El libro de Bolaño estaba bastante manoseado, era uno de ésos tras cuyo lectura se exige un enérgico frotar de manos bajo el grifo del lavabo haciendo mucha espuma con olor a menta, y tenía una bonita portada en la que se veía a una patinadora con guantes de invierno haciendo tirabuzones sobre el hielo. Mi corazón tembló cuando encontré una hoja escrita a mano entre sus páginas. Se me cayó al suelo y tuve que poner mi pie encima para que no se moviera de allí y alejarla de las miradas indiscretas, como cuando uno se encuentra un billete de quinientos por la calle con el perfil sonriente –casi ausente- de la reina Doña Letizia. Cuando me sentí a salvo me agaché y recogí aquel tesoro entre mis dedos y lo guardé rápidamente en la solapa de la cubierta. A veces la vida te ofrece estos inesperados regalos.

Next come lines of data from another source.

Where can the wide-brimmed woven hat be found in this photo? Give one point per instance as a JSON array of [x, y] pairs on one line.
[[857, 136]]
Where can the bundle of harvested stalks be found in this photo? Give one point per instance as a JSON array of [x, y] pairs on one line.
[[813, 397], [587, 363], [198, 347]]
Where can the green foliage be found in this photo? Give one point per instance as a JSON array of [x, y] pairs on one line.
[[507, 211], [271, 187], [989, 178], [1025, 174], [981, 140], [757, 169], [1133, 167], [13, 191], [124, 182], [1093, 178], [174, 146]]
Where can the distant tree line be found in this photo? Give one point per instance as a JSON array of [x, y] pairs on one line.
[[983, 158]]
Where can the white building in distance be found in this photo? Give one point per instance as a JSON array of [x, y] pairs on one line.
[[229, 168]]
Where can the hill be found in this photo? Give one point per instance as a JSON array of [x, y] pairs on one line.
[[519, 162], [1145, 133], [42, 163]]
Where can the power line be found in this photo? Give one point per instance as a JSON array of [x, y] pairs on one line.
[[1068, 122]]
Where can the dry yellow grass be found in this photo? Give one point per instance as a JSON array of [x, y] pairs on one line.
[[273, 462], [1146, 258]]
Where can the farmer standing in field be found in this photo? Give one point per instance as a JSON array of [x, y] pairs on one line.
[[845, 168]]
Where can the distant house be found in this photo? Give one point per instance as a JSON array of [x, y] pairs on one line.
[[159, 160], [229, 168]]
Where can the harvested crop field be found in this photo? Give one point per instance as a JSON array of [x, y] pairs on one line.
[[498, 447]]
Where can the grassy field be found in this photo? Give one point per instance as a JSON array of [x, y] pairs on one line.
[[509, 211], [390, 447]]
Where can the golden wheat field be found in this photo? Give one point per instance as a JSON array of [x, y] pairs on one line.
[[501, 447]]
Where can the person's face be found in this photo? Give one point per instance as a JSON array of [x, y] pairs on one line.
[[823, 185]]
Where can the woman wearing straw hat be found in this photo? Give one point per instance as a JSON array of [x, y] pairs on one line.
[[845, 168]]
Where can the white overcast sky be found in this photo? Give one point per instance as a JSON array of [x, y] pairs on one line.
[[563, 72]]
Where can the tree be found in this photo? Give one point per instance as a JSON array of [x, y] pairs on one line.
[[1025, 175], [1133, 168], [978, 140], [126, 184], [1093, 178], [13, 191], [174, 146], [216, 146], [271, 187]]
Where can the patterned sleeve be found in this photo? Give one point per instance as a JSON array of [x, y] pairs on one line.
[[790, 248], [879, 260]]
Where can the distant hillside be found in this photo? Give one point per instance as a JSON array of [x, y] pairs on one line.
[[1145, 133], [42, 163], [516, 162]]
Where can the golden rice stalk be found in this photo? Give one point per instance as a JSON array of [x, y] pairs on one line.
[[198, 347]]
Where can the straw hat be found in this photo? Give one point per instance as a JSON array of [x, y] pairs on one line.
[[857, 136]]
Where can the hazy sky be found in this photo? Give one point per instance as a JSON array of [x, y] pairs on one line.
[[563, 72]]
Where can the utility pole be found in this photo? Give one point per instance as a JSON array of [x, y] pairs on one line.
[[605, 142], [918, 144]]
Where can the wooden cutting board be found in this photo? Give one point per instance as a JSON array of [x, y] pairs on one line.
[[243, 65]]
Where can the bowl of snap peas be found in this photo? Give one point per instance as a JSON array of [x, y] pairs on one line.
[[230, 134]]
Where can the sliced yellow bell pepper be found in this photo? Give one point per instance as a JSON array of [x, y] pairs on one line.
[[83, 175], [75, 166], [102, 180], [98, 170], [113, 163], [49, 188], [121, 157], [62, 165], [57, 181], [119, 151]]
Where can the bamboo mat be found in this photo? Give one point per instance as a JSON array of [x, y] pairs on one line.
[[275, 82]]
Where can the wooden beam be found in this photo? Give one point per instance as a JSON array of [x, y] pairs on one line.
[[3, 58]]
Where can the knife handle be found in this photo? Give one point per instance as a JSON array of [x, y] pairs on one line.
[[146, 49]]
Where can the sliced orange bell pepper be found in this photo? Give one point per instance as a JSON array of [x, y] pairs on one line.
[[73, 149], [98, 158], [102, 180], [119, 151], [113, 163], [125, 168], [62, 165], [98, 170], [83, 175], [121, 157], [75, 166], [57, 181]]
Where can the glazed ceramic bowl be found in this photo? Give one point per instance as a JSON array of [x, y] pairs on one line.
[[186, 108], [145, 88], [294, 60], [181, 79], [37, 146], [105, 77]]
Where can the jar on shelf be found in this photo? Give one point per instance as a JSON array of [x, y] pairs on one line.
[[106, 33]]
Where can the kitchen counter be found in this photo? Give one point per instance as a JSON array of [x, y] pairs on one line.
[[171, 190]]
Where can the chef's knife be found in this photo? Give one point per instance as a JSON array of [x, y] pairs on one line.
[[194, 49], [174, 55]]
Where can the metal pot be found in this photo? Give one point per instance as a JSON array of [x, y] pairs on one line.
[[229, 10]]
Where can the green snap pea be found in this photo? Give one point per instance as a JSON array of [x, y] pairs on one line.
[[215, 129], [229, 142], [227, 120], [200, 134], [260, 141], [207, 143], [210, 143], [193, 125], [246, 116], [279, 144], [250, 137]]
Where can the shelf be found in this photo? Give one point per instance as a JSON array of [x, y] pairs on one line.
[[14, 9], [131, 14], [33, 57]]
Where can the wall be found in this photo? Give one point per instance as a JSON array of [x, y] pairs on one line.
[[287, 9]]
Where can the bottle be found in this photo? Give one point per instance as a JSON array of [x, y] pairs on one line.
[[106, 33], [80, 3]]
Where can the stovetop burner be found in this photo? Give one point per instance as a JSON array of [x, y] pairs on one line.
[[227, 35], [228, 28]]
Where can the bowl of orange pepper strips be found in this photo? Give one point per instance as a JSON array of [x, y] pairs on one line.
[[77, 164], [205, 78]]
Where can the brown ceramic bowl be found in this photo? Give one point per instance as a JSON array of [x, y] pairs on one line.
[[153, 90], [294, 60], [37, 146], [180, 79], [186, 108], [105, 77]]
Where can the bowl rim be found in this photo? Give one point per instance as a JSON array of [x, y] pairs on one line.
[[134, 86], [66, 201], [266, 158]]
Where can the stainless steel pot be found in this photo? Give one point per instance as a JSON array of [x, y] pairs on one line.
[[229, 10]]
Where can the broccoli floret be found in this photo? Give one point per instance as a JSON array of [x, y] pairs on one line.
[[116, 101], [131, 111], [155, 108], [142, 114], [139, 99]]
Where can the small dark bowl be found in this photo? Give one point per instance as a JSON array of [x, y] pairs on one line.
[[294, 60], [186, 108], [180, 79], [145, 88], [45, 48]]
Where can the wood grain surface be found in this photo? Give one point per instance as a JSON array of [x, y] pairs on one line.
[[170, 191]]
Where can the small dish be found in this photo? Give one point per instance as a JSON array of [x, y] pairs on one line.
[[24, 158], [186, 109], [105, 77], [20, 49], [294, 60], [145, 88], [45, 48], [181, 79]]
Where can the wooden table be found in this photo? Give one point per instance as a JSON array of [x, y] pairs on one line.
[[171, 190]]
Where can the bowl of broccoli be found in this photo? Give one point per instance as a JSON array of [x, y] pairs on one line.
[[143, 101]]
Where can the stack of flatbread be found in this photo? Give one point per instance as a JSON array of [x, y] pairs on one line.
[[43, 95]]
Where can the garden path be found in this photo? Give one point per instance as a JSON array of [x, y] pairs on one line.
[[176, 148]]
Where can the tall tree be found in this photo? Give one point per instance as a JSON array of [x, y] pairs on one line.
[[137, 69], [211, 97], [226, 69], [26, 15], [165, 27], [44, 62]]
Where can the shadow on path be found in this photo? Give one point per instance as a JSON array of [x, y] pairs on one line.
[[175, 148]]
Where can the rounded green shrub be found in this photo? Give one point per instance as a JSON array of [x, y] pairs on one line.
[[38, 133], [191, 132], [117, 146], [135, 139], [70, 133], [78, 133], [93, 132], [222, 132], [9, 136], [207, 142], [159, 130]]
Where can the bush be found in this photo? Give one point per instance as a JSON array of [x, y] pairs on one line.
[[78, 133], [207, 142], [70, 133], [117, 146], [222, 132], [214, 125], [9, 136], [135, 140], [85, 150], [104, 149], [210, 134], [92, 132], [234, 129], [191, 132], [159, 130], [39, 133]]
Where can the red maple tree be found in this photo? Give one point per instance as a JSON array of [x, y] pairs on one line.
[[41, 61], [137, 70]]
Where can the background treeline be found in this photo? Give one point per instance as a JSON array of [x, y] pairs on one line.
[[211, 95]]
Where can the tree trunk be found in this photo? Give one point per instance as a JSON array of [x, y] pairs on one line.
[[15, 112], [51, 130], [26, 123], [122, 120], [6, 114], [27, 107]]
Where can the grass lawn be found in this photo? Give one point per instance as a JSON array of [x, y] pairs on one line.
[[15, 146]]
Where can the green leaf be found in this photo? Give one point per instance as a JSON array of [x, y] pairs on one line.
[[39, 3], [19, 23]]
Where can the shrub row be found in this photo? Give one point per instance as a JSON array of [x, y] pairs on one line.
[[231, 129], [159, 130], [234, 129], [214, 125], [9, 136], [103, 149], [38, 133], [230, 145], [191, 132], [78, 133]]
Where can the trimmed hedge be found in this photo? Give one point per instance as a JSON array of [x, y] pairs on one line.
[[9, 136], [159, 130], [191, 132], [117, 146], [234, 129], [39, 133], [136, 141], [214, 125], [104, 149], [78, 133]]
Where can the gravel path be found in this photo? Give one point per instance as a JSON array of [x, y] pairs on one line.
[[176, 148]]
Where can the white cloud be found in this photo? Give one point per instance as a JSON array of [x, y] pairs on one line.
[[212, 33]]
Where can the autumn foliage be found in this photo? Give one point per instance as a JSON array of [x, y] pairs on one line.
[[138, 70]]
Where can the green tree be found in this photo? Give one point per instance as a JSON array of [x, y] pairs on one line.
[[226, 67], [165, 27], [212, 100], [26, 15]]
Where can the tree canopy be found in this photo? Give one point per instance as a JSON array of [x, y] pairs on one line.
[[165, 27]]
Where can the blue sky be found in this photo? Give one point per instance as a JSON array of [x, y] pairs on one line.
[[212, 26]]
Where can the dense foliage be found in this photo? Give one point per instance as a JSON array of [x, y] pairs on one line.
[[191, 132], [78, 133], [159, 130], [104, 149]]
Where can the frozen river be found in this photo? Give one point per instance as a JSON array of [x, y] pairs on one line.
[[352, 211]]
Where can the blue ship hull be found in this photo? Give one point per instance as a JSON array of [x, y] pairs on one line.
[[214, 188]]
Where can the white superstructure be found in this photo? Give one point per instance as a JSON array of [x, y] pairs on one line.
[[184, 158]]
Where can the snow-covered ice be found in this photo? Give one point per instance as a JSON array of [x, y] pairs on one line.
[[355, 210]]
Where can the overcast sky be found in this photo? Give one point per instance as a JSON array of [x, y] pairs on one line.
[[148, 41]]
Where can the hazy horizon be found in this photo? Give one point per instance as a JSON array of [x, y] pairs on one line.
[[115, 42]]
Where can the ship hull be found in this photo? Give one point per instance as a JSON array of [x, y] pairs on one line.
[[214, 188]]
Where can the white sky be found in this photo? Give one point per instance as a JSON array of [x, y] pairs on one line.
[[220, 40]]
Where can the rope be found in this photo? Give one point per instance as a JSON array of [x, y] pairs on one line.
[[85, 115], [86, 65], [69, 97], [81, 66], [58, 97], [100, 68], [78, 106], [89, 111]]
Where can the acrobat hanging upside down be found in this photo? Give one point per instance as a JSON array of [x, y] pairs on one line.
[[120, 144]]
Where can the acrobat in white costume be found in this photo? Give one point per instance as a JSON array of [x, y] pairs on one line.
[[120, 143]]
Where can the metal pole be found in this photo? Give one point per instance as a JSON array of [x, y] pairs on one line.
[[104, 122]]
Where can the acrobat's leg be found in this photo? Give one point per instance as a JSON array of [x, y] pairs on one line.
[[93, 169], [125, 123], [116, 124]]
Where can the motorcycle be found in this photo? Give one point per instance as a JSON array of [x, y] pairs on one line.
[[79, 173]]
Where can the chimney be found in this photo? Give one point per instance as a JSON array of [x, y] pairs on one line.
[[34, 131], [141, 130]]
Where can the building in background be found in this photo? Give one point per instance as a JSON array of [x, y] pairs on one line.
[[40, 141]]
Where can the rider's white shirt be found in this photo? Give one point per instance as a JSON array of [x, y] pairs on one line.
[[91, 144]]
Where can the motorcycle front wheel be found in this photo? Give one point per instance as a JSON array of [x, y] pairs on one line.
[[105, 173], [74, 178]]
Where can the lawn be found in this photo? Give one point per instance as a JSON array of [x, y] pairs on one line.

Salí corriendo de la biblioteca, el vigilante sospechó de mí y a punto estuvo de darme el alto, para llegar lo antes posible a casa y estudiar la hoja encontrada. Me encerré en mi habitación. Tiré al suelo a la pobre patinadora y me acerqué a la ventana. Era una hoja pequeña, rectangular y blanca, que se notaba que no había sido arrancada de ninguna libreta sino que había sido recortada a tal fin –como quien usa las hojas de un calendario para hacerse un bloc de notas satinado- de alguna cuartilla o folio. Alguien la había dispuesto verticalmente y, con una letra diminuta, la había rellenado de arriba a abajo. Sentí que era letra de mujer. Parecían unos apuntes sobre un viaje, una anotación para un diario adolescente, unos comentarios para recordar algo. Nunca sabré si la dejó ahí perdida a propósito, qué querría decir al mundo, o si se trató de un descuido, un olvido de alguien que leía y extravió aquella nota -que bien hubiera podido servir de señal de lectura y en cuyo caso significaría que no había terminado la novela, se cayó al suelo desde un punto indeterminado entre la página cien y la ciento cincuenta- en la que iba escribiendo el rumbo de sus pensamientos caóticos mientras tomaba el sol o bebía una cerveza en una terraza con vistas al mar. No sé por qué pensé en el calor, la gente lee más en verano y aquella chica no iba a ser una excepción, había algo de ocio despreocupado en aquellas líneas que apenas podía entender. La letra era pequeña y la caligrafía tortuosa, un conjunto tan abigarrado que parecía la obra de alguien con horror al vacío o muy poco papel para apuntar. De cualquier modo, fuera cual fuera la verdad, pronto se desinteresó por aquello que había escrito y que pretendió guardar en un pequeño trozo de papel. Era eso o alguna explicación más truculenta que no quería ni imaginar y que incluía un cadáver producto de un homicidio, quién sabe si de un asesinato. Creí entender algo de un coche, las señas de una ruta para llegar a algún lugar, ciertos nombres. Lo que sí era indudable es que había anotado que estaba leyendo a Bolaño, algo así como un cuadro dentro del cuadro, una afirmación que para ella –tenía que ser ella- era importante por algún motivo que nunca llegaré a conocer.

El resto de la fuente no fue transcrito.